A federal judge recently held that mere allegations that a healthcare provider’s patient information portal failed to utilize sufficient security measures, without allegations of an actual breach, were insufficient to confer standing on the plaintiff. The case, Williams-Diggins v. Mercy Health—which was pending in the United States District Court for the Northern District of Ohio—centered around plaintiff’s 2016 allegations that the defendant’s “use of software known as the Horizon Patient Folder WebStation portal  caused private and protected patient information to be exposed to unauthorized third parties.”
There, plaintiff alleged that the defendant healthcare provider “knew or should have known [that the software] operated on an outdated Java-based computer server that could be easily accessed, permitting patient information to be removed or deleted.” Citing HIPPA and “industry standards,” the plaintiff alleged that Mercy Healthcare failed to satisfy its “duty to maintain the security and confidentiality of its patients’ medical information.” Plaintiff claimed breach of contract, unjust enrichment, breach of confidence, and violation of the Ohio Consumer Sales Protection Act.

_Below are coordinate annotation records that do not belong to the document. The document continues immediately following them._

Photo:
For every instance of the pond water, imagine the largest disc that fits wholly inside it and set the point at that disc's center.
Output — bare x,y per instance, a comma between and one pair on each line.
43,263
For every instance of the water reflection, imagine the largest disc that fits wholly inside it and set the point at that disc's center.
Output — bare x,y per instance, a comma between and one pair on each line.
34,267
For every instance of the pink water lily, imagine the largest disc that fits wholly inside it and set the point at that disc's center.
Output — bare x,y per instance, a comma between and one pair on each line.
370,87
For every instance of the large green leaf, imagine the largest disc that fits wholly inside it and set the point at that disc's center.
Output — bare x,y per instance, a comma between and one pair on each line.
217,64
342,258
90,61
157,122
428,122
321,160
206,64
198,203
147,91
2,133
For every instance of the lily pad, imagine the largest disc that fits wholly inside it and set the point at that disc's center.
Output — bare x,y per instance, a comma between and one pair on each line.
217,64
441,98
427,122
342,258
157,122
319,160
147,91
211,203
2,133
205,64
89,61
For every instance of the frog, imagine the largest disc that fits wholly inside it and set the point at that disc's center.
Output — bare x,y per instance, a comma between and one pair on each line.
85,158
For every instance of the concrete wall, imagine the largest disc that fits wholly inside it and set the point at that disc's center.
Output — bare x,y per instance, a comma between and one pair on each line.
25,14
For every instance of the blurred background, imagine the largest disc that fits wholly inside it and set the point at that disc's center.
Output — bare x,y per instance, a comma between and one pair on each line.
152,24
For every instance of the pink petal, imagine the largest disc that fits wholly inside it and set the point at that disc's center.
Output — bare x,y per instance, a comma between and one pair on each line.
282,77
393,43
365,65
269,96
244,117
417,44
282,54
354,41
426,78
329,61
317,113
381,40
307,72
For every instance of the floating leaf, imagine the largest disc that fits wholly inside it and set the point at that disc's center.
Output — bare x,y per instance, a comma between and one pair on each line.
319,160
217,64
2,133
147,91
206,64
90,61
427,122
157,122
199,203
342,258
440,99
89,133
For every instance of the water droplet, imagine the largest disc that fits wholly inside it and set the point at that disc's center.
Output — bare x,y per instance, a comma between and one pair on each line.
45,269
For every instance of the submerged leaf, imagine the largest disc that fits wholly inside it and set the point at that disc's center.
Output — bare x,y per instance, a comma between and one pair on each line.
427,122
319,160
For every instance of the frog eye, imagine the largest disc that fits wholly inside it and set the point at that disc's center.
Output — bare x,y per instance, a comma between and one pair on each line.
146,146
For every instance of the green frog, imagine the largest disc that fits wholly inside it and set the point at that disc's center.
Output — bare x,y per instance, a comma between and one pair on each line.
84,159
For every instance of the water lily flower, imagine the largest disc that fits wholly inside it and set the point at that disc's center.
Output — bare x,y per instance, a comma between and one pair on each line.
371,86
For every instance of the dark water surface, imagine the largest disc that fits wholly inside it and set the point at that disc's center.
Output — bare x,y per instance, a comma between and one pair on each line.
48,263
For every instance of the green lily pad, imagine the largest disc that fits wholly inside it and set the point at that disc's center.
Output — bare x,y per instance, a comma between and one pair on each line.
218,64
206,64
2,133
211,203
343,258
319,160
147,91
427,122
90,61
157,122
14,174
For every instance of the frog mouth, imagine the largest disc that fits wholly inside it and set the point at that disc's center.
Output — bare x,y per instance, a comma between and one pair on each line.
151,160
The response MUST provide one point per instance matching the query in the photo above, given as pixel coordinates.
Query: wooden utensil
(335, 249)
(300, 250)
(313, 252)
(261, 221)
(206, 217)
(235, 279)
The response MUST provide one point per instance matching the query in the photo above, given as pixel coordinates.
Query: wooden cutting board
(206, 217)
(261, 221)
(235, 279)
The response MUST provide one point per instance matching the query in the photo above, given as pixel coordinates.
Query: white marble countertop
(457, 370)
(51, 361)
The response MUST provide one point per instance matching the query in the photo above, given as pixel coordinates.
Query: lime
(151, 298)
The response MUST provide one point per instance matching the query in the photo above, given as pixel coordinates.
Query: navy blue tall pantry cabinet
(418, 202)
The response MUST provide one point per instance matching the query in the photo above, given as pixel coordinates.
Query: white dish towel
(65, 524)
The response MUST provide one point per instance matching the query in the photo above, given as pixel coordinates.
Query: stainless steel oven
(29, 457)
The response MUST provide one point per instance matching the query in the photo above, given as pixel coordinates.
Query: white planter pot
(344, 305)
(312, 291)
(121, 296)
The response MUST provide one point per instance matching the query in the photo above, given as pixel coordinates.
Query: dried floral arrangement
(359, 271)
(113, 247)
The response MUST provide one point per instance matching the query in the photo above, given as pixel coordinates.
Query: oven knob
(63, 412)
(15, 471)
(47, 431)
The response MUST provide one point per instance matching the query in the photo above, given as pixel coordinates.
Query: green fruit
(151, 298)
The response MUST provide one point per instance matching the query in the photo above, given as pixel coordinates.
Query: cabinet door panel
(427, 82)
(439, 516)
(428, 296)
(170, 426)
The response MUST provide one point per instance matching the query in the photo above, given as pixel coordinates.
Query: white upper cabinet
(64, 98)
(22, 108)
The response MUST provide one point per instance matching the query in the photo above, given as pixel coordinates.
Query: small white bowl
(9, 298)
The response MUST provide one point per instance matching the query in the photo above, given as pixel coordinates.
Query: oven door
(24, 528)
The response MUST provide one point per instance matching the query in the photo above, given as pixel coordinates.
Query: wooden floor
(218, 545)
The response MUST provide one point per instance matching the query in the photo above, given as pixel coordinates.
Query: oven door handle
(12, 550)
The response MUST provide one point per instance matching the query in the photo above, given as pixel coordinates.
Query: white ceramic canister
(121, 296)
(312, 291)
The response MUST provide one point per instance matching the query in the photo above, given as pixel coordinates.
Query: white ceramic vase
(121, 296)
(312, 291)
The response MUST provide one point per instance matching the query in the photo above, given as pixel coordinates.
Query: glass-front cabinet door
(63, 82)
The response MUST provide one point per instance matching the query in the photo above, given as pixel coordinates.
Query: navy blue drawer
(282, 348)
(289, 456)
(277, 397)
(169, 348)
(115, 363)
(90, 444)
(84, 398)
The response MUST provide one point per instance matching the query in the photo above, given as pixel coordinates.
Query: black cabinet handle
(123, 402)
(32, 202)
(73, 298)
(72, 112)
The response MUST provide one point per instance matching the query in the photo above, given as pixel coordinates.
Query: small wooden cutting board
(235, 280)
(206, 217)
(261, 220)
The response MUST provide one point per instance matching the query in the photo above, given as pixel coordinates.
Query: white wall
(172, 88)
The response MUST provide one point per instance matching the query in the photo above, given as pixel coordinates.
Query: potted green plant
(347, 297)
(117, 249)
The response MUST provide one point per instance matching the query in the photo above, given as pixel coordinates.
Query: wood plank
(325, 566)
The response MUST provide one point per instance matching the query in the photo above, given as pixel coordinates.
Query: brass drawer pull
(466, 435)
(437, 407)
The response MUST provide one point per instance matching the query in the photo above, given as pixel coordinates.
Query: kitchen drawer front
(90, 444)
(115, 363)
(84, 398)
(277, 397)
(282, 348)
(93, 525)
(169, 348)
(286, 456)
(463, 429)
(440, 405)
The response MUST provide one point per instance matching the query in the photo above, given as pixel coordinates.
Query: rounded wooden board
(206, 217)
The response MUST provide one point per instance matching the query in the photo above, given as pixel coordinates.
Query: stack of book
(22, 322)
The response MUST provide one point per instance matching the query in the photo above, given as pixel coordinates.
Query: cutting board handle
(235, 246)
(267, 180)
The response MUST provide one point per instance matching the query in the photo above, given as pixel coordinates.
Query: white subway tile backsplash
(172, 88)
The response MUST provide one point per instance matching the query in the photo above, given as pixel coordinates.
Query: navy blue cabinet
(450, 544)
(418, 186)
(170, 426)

On Mercy’s motion to dismiss for lack of standing, U.S. District Judge Jeffrey J. Helmick found that the “possibility [that a data breach may occur] is not sufficient to confer standing” and only references a possibility of future injury. In reaching his holding, Judge Helmick relied on the United States Supreme Court’s Spokeo decision. Spokeo, Inc. v. Robins, 136 S. Ct. 1540 (2016) (“[t]o establish injury in fact, a plaintiff must show that he or she suffered ‘an invasion of a legally protected interest’ that is ‘concrete and particularized’ and ‘actual or imminent, not conjectural or hypothetical’”). With regard to the plaintiff’s claim that he “overpaid” for services—by virtue of payments for what he believed to be a compliant data privacy program—the court found that is exactly what he received. Because his information was never disclosed, there was no failure by Mercy to meet its end of the bargain, and “[e]ven if Defendant’s approach to data security was clumsy, it also was harmless, and that is fatal to Plaintiff’s claims.”

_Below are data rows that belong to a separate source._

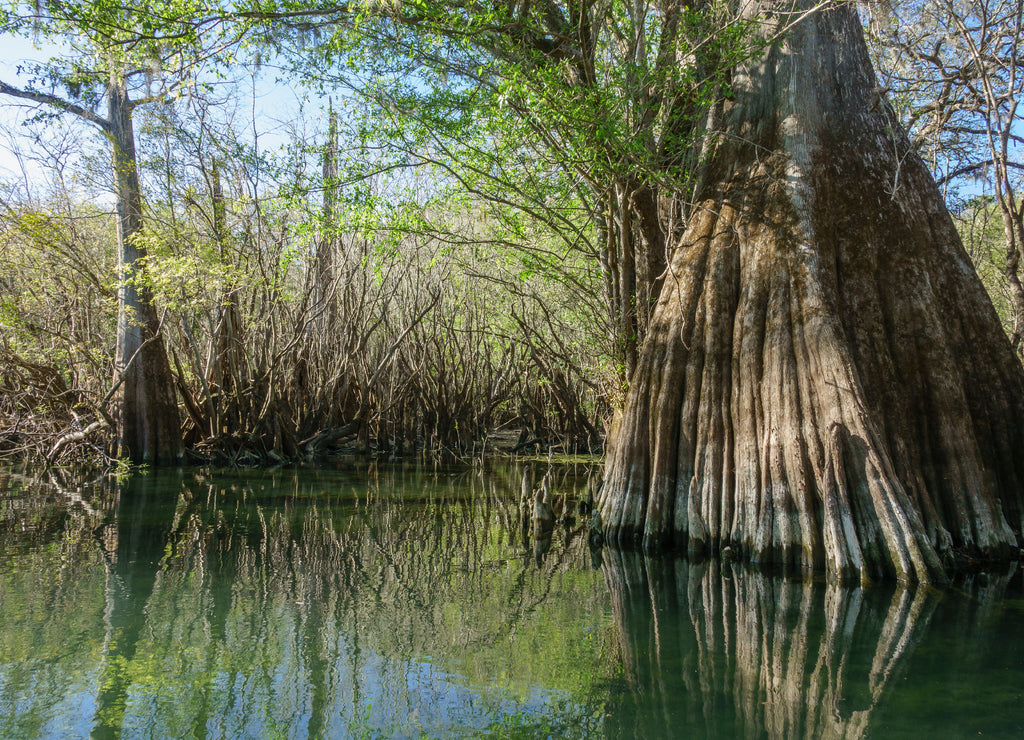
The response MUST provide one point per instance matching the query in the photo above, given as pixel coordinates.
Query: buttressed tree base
(825, 385)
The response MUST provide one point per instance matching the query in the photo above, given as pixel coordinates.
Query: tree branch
(58, 102)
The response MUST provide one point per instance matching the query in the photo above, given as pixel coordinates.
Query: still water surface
(411, 602)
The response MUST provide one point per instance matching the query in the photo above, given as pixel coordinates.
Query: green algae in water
(410, 602)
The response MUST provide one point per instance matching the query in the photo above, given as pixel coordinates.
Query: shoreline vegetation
(765, 258)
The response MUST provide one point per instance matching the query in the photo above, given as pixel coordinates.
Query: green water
(402, 602)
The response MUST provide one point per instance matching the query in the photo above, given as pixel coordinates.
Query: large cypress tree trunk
(825, 383)
(148, 430)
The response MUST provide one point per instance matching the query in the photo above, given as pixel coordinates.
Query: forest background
(452, 249)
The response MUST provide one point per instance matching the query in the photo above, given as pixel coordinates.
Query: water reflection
(407, 603)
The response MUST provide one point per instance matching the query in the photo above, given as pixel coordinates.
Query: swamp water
(406, 602)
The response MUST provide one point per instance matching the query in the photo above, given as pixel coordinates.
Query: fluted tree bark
(825, 384)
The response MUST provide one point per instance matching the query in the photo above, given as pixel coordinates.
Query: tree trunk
(825, 383)
(148, 430)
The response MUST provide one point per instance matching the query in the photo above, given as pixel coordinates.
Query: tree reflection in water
(404, 603)
(719, 650)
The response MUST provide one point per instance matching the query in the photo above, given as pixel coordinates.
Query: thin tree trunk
(146, 409)
(825, 383)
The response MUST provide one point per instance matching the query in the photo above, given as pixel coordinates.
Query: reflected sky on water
(412, 602)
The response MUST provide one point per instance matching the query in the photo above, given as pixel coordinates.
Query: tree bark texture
(824, 384)
(148, 429)
(763, 657)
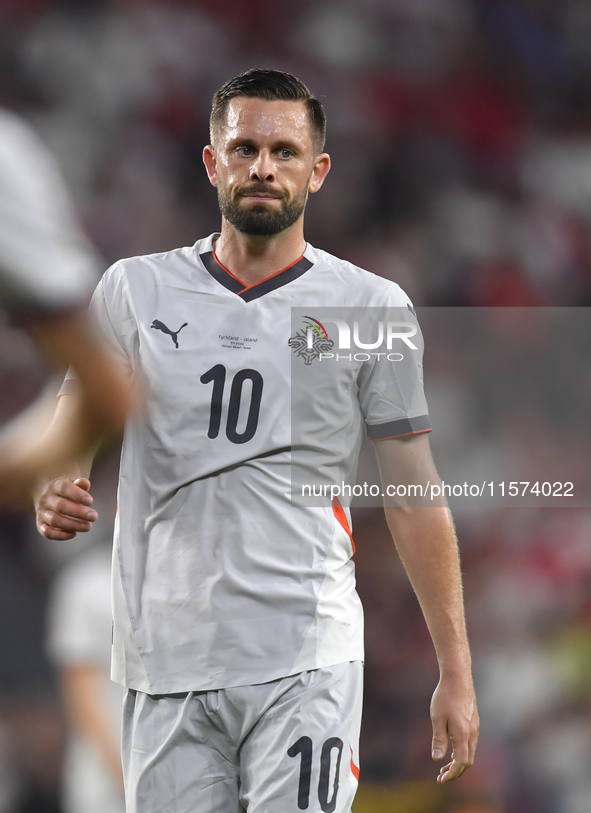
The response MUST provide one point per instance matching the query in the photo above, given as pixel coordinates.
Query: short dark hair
(272, 86)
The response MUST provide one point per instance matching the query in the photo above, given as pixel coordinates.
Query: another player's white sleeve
(391, 390)
(46, 262)
(79, 612)
(109, 306)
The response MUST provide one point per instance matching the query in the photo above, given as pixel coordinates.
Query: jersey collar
(265, 286)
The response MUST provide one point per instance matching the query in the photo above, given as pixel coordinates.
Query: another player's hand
(455, 717)
(63, 508)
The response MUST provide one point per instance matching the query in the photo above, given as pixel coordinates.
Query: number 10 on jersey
(217, 375)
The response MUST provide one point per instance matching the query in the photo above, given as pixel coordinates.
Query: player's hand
(63, 508)
(455, 717)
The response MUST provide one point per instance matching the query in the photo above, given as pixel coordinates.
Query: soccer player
(47, 273)
(237, 628)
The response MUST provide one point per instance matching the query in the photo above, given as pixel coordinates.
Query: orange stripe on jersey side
(341, 518)
(403, 435)
(354, 768)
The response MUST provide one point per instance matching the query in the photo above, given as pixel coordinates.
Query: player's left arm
(425, 539)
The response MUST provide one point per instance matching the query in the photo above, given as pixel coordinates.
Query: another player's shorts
(277, 747)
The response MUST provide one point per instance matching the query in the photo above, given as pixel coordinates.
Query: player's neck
(253, 259)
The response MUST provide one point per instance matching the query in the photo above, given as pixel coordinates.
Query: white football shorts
(278, 747)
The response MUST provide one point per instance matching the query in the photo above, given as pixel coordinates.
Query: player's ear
(210, 161)
(320, 171)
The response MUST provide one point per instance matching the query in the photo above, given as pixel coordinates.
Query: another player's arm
(84, 696)
(425, 539)
(62, 502)
(33, 446)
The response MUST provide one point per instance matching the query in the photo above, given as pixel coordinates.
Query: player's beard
(261, 220)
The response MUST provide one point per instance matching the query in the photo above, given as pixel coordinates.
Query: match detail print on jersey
(248, 293)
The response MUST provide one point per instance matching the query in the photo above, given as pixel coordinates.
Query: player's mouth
(258, 196)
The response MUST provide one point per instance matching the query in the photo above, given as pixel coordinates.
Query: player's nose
(263, 168)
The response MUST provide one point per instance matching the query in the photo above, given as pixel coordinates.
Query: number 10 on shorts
(304, 748)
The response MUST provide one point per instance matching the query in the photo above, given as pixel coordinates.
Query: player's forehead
(260, 120)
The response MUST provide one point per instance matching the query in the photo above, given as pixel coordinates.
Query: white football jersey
(222, 579)
(46, 263)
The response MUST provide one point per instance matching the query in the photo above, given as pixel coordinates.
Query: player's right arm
(63, 504)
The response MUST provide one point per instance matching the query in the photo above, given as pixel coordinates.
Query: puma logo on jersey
(158, 325)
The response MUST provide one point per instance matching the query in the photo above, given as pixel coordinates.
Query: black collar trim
(248, 293)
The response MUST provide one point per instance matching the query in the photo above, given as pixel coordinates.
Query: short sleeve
(391, 392)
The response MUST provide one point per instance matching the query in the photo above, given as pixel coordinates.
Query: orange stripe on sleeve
(341, 518)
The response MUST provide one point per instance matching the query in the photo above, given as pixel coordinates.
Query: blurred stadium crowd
(460, 133)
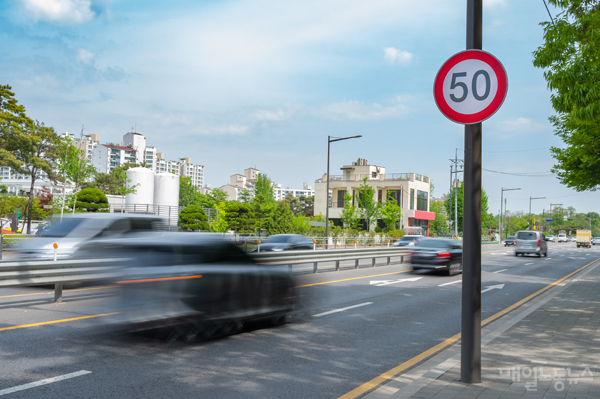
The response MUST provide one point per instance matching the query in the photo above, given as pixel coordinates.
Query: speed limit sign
(470, 87)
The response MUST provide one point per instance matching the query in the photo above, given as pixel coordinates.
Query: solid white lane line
(43, 382)
(453, 282)
(342, 309)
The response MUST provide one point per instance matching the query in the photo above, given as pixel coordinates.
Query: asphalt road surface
(352, 326)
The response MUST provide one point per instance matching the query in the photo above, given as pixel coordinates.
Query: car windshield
(279, 239)
(61, 229)
(432, 244)
(526, 235)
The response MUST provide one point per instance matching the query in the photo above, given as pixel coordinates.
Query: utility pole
(454, 171)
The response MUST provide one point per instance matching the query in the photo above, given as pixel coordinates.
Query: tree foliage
(91, 200)
(240, 217)
(570, 56)
(449, 205)
(281, 220)
(192, 217)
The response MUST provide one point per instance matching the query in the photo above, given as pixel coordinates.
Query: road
(353, 325)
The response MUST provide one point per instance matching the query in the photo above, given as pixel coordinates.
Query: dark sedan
(437, 254)
(193, 285)
(285, 242)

In closing the court noted the now axiom that “‘[a]ny HIPAA claim [alleged by the plaintiff] fails as HIPAA does not create a private right of action for alleged disclosures of confidential medical information.’” (Quoting Wilkerson v. Shinseki, 606 F.3d 1256, 1267 n.4 (10th Cir. 2010)).
Although the court’s decision in this case certainly makes sense—there is no standing until an actual breach occurs—some think that the Supreme Court may revisit, or refine, its Spokeo decision this term, if it grants certiorari in the matter of Zappos.com, Inc. v. Stevens, docket no. 18-225. There, the Court has been called upon to decide whether individuals whose personal information was contained in a database breached by hackers have Article III standing merely by virtue of the breach itself, without any resulting injury. The answer to that question is the basis of a circuit split of authority, wherein the United States Courts of Appeals for the 3rd, 6th, 7th, 9th and District of Columbia Circuits have held that such a scenario confers standing, while the U.S. Courts of Appeals for the 1st, 2nd, 4th and 8th Circuits have mandated some evidence of resulting “concrete” injury from the breach. We’ll be sure to keep you updated if the High Court decides to hear to Zappos matter.